The Correct Option is A

Step 1: Understanding the Concept:
The thermal voltage (\( V_T \)) is a parameter that appears in the equations governing semiconductors. It represents the average thermal energy per unit charge and is directly proportional to the absolute temperature.
Step 2: Key Formula or Approach:
The formula for thermal voltage is:
\[ V_T = \frac{kT}{q} \] where:
\( k \) = Boltzmann's constant (\( 1.38 \times 10^{-23} \) J/K)

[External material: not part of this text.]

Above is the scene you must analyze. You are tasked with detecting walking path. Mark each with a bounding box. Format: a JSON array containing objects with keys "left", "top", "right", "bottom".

\( T \) = Absolute temperature in Kelvin (K)
\( q \) = Elementary charge (\( 1.602 \times 10^{-19} \) C)
Step 3: Detailed Explanation:
1. Convert Temperature to Kelvin:
The given temperature is 47°C. To convert to Kelvin, we add 273.15 (or often just 273 for simplicity).
\[ T(K) = 47 + 273.15 = 320.15 \, K \] 2. Substitute the values into the formula:
\[ V_T = \frac{(1.38 \times 10^{-23} \, \text{J/K}) \times (320.15 \, \text{K})}{1.602 \times 10^{-19} \, \text{C}} \] \[ V_T = \frac{4.41807 \times 10^{-21}}{1.602 \times 10^{-19}} \, V \] \[ V_T \approx 2.758 \times 10^{-2} \, V \] 3. Convert to millivolts (mV):
To convert from Volts to millivolts, we multiply by 1000.
\[ V_T \approx 2.758 \times 10^{-2} \times 1000 \, \text{mV} \] \[ V_T \approx 27.58 \, \text{mV} \] Step 4: Final Answer:
The calculated value is approximately 27.6 mV, which matches option (A).